Dr. Gartstein’s research addresses temperament development, primarily in early childhood. The emphasis on identifying typical trajectories of growth for reactive and regulatory tendencies is coupled with efforts to discern risk and protective factors relevant to the emergence of psychopathology.  Dr. Gartstein has examined a spectrum of environmental factors contributing to temperament attributes “coming online”, including parental temperament, parenting/parent-child interactions, and cultural influences. More recently, her work has focused on biological underpinnings of temperament, examining prenatal effects and postnatal physiological correlates. Current studies are addressing effects associated with maternal physiological and psychosocial stress during pregnancy, including epigenetic mechanisms. The Gartstein laboratory has also been collecting infant electroencephalogram (EEG) data reflecting brain activity associated with reactive and regulatory aspects of temperament. Another project wherein genomic parameters of infant microbiome are identified and linked with temperament attributes is currently underway. This research is conducted in collaboration with several WSU laboratories, as well as multiple domestic and international partners.

https://labs.wsu.edu/infant-temperament/

 

Denise Smart, Ph.D., Associate Professor,
College of Nursing, Washington State University

Dr. Denise Smart has 34 years of nursing experience in both civilian and military institutions. Her doctoral studies in public health have provided her with a broad understanding of population specific risk factors. She has focused on women and children’s health for 20 years and served on the Occupational Health Working Group for the Air National Guard for seven years. Denise has participated in numerous disaster response military exercises and she has conducted both funded and unfunded research in the fields of sleep and shift work in nurses, compassion fatigue in hospital staff, mastitis education in undergraduate nursing students, and physiologic responses to disaster training in Army and Air National Guard personnel.

 

Celestina Barbosa-Leiker, Ph.D., Associate Professor,
College of Nursing, Washington State University

Dr.
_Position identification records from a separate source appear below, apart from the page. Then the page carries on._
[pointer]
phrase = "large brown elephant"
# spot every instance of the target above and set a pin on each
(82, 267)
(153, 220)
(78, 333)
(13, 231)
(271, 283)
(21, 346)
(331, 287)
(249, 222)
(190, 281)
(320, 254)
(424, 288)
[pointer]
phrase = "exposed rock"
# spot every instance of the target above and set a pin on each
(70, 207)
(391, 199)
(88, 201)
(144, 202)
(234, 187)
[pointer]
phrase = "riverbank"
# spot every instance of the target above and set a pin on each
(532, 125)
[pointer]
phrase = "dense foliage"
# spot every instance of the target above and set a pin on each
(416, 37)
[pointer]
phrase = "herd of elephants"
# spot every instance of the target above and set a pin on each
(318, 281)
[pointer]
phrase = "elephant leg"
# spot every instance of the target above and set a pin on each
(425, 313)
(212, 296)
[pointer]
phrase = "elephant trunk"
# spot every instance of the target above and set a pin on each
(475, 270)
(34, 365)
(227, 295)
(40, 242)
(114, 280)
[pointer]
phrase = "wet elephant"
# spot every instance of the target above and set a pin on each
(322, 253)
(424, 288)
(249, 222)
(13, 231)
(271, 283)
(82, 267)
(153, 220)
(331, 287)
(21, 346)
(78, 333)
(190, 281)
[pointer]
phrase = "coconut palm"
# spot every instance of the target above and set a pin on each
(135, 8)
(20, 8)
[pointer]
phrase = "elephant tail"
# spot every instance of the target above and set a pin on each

Celestina Barbosa-Leiker is the Associate Dean for Research and an Associate Professor in the College of Nursing at Washington State University (WSU). She is also the Director for the Program of Excellence in Addictions Research and a member of the Committee on Cannabis Research and Outreach at WSU. Dr. Barbosa-Leiker’s primary research investigates gender differences in opioid use. He research has demonstrated sex differences in the measurement of opioid withdrawal, relapse while in treatment, and predictors of relapse. Her additional line of research focuses on the transition from pregnancy to parenthood in women with substance use disorders. She is currently leading an interdisciplinary research team to assess mothers, infants, and healthcare providers in order to better care for women with opioid use disorders, as well as for women using cannabis during pregnancy. The results of these studies will help better educate healthcare providers and pregnant women, inform maternal and infant health policy, and improve standards of care. Dr. Barbosa-Leiker has methodological expertise in psychometrics and longitudinal latent variable modeling.

 

Jennifer Madigan, Graduate Researcher, Co-Investigator
School of Biological Sciences, Washington State University

My research focuses on how maternal wellbeing during pregnancy effects offspring’s early development and their long-term stress resilience. I primarily focus on cortisol research using human hair. I use both behavioral and molecular approaches to understand the effect of stress on mothers and their children. I am also interested in looking at environmental factors and how they impact early development and epigenetics.

I have a deep connection to the military because I was raised in that lifestyle. Both my parents were enlisted in the Navy, so I am aware of the unique experiences that military families face on a day to day basis. My hope is that the research I conduct with military populations can improve the lifestyle of military families in the future.